3.13. Input validation
Up: 3. Developer guide
Prev: 3.12. Authorization security
Next: (none)
Sections:
- Overview
- Defense in depth
- Form validation with Pydantic
- CSRF protection
- Validation rules by input type
- Data integrity validation
- Output encoding
- File upload security
- Injection prevention
- Implementation references
Overview
Input validation is critical for ATR's security posture. As a system that handles cryptographic signatures and release artifacts, ATR must ensure that all user input is properly validated before processing. This page documents the validation strategies and patterns used throughout the codebase.
Defense in depth
ATR employs multiple layers of validation:
- Transport layer: HTTPS required, enforced by httpd
- Request layer: Size limits enforced by httpd (
MAX_CONTENT_LENGTH) - Form layer: Pydantic models validate structure and types
- Application layer: Business logic validation in route handlers
- Database layer: SQLAlchemy ORM with parameterized queries, plus constraints
- Markdown layer: Via
cmarkgfm - Output layer: Jinja2 auto-escaping for HTML output
Each layer provides independent protection, so a failure in one layer does not compromise the system.

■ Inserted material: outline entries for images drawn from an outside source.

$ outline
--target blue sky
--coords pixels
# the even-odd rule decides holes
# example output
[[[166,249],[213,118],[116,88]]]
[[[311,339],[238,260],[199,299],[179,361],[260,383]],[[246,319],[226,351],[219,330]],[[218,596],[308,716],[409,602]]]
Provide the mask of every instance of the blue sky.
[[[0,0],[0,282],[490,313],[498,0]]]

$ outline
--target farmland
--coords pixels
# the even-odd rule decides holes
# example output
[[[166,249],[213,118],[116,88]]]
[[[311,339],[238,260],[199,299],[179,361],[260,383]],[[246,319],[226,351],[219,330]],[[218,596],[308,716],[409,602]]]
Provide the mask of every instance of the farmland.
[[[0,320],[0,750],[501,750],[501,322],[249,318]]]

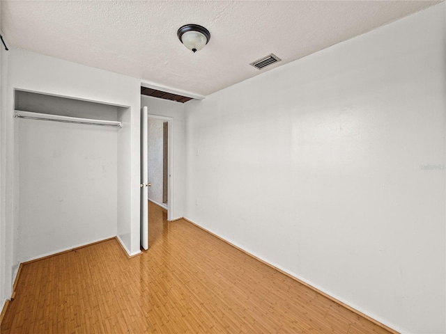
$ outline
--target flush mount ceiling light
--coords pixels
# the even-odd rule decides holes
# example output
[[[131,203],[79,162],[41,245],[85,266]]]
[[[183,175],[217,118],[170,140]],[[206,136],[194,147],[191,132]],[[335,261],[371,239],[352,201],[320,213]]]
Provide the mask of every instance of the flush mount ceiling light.
[[[204,26],[186,24],[176,33],[184,46],[195,53],[201,50],[210,40],[210,33]]]

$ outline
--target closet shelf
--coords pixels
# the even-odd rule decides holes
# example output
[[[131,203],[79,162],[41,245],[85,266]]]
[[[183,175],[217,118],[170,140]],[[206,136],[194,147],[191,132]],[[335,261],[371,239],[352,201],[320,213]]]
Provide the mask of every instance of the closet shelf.
[[[49,120],[52,122],[62,122],[64,123],[87,124],[90,125],[114,127],[119,129],[122,127],[122,122],[116,120],[79,118],[78,117],[62,116],[61,115],[33,113],[31,111],[21,111],[20,110],[15,111],[15,117],[29,120]]]

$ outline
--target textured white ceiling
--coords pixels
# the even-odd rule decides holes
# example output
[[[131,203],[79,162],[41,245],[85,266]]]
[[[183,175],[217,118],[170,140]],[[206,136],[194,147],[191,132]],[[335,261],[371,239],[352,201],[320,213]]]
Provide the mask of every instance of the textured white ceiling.
[[[10,45],[206,95],[432,6],[429,1],[1,1]],[[176,36],[194,23],[210,41]],[[249,64],[273,53],[282,61]]]

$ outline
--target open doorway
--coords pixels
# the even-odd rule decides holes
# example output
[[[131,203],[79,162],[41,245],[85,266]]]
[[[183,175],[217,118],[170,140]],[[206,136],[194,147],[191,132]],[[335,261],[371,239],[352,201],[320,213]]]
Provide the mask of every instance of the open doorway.
[[[171,207],[169,150],[172,119],[148,115],[147,118],[147,168],[148,200],[169,211]],[[169,219],[169,218],[168,218]]]

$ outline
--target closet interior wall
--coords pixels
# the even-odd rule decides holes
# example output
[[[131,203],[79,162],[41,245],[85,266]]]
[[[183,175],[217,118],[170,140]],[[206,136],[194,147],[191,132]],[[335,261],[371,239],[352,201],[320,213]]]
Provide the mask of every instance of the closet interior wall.
[[[19,90],[15,109],[107,120],[118,120],[122,113],[114,106]],[[18,118],[15,123],[20,210],[15,263],[116,236],[121,130]]]

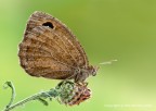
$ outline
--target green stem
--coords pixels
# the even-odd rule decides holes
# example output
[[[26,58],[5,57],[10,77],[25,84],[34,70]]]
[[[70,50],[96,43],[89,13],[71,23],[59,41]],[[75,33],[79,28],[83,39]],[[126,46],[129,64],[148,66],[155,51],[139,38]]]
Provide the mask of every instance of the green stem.
[[[10,111],[14,108],[17,108],[17,107],[21,107],[29,101],[32,101],[32,100],[39,100],[40,102],[42,102],[44,106],[48,106],[48,101],[46,100],[47,98],[49,98],[50,100],[53,98],[53,97],[56,97],[58,94],[56,92],[55,89],[51,89],[49,91],[43,91],[43,92],[39,92],[39,94],[35,94],[30,97],[27,97],[21,101],[18,101],[17,103],[15,104],[12,104],[12,106],[6,106],[4,111]]]

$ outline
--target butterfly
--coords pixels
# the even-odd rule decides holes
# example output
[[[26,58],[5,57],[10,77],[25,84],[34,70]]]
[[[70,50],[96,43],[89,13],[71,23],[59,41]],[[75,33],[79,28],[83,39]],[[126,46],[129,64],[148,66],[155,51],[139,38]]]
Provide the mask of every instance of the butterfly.
[[[99,69],[89,64],[70,29],[43,12],[30,15],[18,47],[21,66],[31,76],[83,83],[90,75],[96,75]]]

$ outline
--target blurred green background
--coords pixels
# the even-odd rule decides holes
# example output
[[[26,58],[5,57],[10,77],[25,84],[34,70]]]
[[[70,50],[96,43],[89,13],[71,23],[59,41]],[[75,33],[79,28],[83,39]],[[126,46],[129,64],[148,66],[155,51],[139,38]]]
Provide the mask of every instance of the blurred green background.
[[[92,98],[80,106],[57,101],[49,107],[29,102],[14,111],[156,111],[156,1],[155,0],[0,0],[0,109],[12,81],[18,101],[54,87],[58,81],[36,78],[20,66],[17,46],[34,11],[65,23],[84,48],[91,64],[101,65],[89,77]]]

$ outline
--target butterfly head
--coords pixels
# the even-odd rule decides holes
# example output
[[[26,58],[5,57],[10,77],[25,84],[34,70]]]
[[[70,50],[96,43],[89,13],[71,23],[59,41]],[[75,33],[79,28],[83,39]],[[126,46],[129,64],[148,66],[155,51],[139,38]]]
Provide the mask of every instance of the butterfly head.
[[[88,67],[88,71],[89,71],[89,74],[92,75],[92,76],[95,76],[96,75],[96,72],[99,70],[99,66],[89,66]]]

Form validation with Pydantic
All form inputs in ATR are validated through Pydantic models defined in form.py. The base class for forms is Form, which extends Pydantic's BaseModel.
Defining form fields
Form fields are defined using Python type annotations and the label function:
class ExampleForm(Form):
name: str = label("Project name", "Enter the project name")

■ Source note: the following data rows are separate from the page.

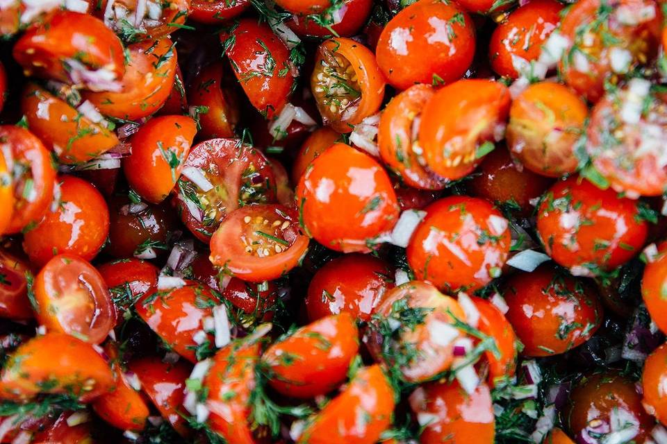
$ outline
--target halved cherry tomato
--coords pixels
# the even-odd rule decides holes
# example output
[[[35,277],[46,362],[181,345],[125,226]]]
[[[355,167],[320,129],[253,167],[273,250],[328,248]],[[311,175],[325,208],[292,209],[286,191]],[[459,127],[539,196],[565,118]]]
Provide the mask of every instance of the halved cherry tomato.
[[[21,110],[31,132],[61,163],[88,162],[120,143],[113,131],[35,83],[26,89]]]
[[[42,142],[18,126],[0,126],[0,151],[11,154],[14,184],[12,221],[4,232],[17,233],[47,212],[53,198],[56,168]]]
[[[191,362],[197,362],[197,343],[192,336],[204,331],[204,318],[213,317],[213,307],[220,303],[208,287],[190,282],[180,288],[147,294],[134,308],[174,352]],[[206,340],[213,343],[213,335],[205,332]]]
[[[418,279],[456,292],[481,289],[500,275],[509,253],[509,224],[491,203],[452,196],[425,210],[406,252]]]
[[[62,332],[94,344],[116,324],[116,310],[99,272],[72,255],[58,255],[35,278],[38,320],[49,331]]]
[[[176,51],[165,37],[131,45],[127,51],[129,60],[120,90],[86,92],[82,97],[105,116],[138,120],[167,101],[176,75]]]
[[[525,356],[564,353],[590,339],[602,322],[595,289],[548,265],[513,275],[504,293],[505,316]]]
[[[188,92],[192,106],[204,106],[199,114],[199,136],[206,139],[233,137],[239,120],[238,97],[224,74],[222,61],[199,71]]]
[[[391,268],[381,259],[356,253],[334,259],[311,281],[306,298],[308,317],[313,321],[347,312],[368,321],[393,282]]]
[[[493,444],[495,418],[491,393],[481,383],[468,394],[459,382],[434,382],[410,395],[410,407],[418,418],[429,418],[420,442]]]
[[[92,91],[117,91],[125,73],[120,40],[104,22],[81,12],[54,12],[46,23],[28,29],[12,55],[27,76]]]
[[[545,250],[576,275],[594,276],[636,256],[648,223],[636,201],[571,177],[547,191],[537,213]]]
[[[394,405],[394,390],[380,366],[360,368],[312,418],[297,443],[373,444],[389,427]]]
[[[493,80],[459,80],[434,94],[419,127],[428,168],[452,180],[472,171],[502,138],[509,104],[509,90]]]
[[[466,2],[467,3],[467,1]],[[461,3],[466,8],[466,3]],[[488,1],[489,6],[492,1]],[[530,62],[536,60],[542,45],[561,22],[563,5],[556,0],[533,0],[507,16],[491,34],[488,57],[491,67],[505,77],[517,78],[516,58]],[[475,11],[473,11],[475,12]],[[524,73],[527,74],[527,73]]]
[[[306,169],[297,204],[306,232],[344,253],[370,250],[374,239],[398,218],[386,172],[370,155],[344,144],[331,146]]]
[[[186,116],[161,116],[144,123],[130,139],[132,154],[124,159],[132,189],[152,203],[164,200],[181,176],[196,133],[195,121]]]
[[[454,341],[443,341],[439,336],[443,329],[454,329],[452,324],[456,319],[466,321],[456,299],[430,284],[412,281],[388,291],[373,314],[369,350],[379,362],[390,367],[400,366],[406,381],[428,380],[452,366]],[[393,328],[393,324],[398,327]],[[392,336],[381,339],[381,332],[387,329],[393,332]],[[465,333],[459,332],[459,335]],[[399,355],[405,355],[401,364],[396,362]]]
[[[579,164],[575,145],[588,115],[586,103],[567,87],[554,82],[534,83],[510,107],[507,145],[538,174],[557,178],[574,173]]]
[[[38,266],[60,253],[91,260],[109,234],[109,210],[94,187],[73,176],[60,176],[56,182],[60,198],[54,211],[47,212],[36,227],[24,230],[24,250]]]
[[[28,400],[38,393],[66,393],[86,402],[113,386],[111,369],[91,344],[51,332],[33,338],[10,355],[0,376],[0,398]]]
[[[308,237],[291,208],[246,205],[220,223],[211,239],[211,262],[243,280],[277,279],[297,266],[308,248]]]
[[[338,37],[320,45],[311,88],[325,125],[350,133],[379,110],[384,86],[374,55],[361,44]]]
[[[475,26],[467,12],[454,3],[420,0],[394,16],[382,30],[377,63],[387,81],[398,89],[415,83],[450,83],[466,74],[475,45]],[[448,96],[447,105],[456,97]]]
[[[286,396],[309,399],[341,384],[359,350],[356,321],[347,312],[325,316],[274,343],[262,355],[269,383]]]
[[[266,119],[279,114],[294,85],[287,46],[268,25],[254,19],[240,20],[220,40],[252,105]]]
[[[223,219],[239,207],[276,200],[269,161],[238,139],[197,144],[183,166],[174,201],[183,223],[202,242],[208,242]]]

count: int = label("Count", widget=Widget.NUMBER)
email: EmailStr = label("Contact email", widget=Widget.EMAIL)
The label function accepts a description (shown to users), optional documentation, and an optional widget hint for rendering.
Validation process
When a form is submitted, ATR:
- Extracts form data from the request via
quart_request - Passes the data to the Pydantic model for validation
- If validation fails, collects errors via
flash_error_data - Displays errors to the user with
flash_error_summary - If validation succeeds, proceeds with the validated data
Pydantic provides built-in validators for common types (strings, integers, emails, URLs) and supports custom validators via decorators.
Custom validators
For complex validation logic, use Pydantic's @model_validator decorator:
from pydantic import model_validator
class ReleaseForm(Form):
version: str = label("Version")
@model_validator(mode="after")
def validate_version_format(self):
if not re.match(r"^\d+\.\d+\.\d+", self.version):
raise ValueError("Version must start with X.Y.Z")
return self
CSRF protection
All POST forms must include a CSRF token. The token is generated by csrf_input and validated automatically by Quart-WTF:
def csrf_input() -> htm.VoidElement:
csrf_token = utils.generate_csrf()
return htpy.input(type="hidden", name="csrf_token", value=csrf_token)
In templates, include the CSRF token in every form:
<form method="post">
{{ csrf_input() }}
<!-- other form fields -->
</form>
The CSRF token is tied to the user's session and validated on form submission. Requests without a valid CSRF token are rejected. When using the form module renderer, the CSRF token is added automatically.
Validation rules by input type
ASF User IDs
User IDs are validated against a strict pattern in principal.py:
if not re.match(r"^[-_a-z0-9]+$", user):
raise CommitterError("Invalid characters in User ID")
Only lowercase alphanumeric characters, hyphens, and underscores are permitted.
Email addresses
Email validation uses Pydantic's EmailStr type, which implements RFC 5322 validation:
from pydantic import EmailStr
class ContactForm(Form):
email: EmailStr = label("Email address")
URLs
URL validation uses Pydantic's HttpUrl type:
from pydantic import HttpUrl
class LinkForm(Form):
website: HttpUrl = label("Website URL")
Version strings
Version strings are validated according to project-specific patterns. The general pattern allows semantic versioning with optional suffixes:
VERSION_PATTERN = re.compile(r"^[0-9]+\.[0-9]+.*$")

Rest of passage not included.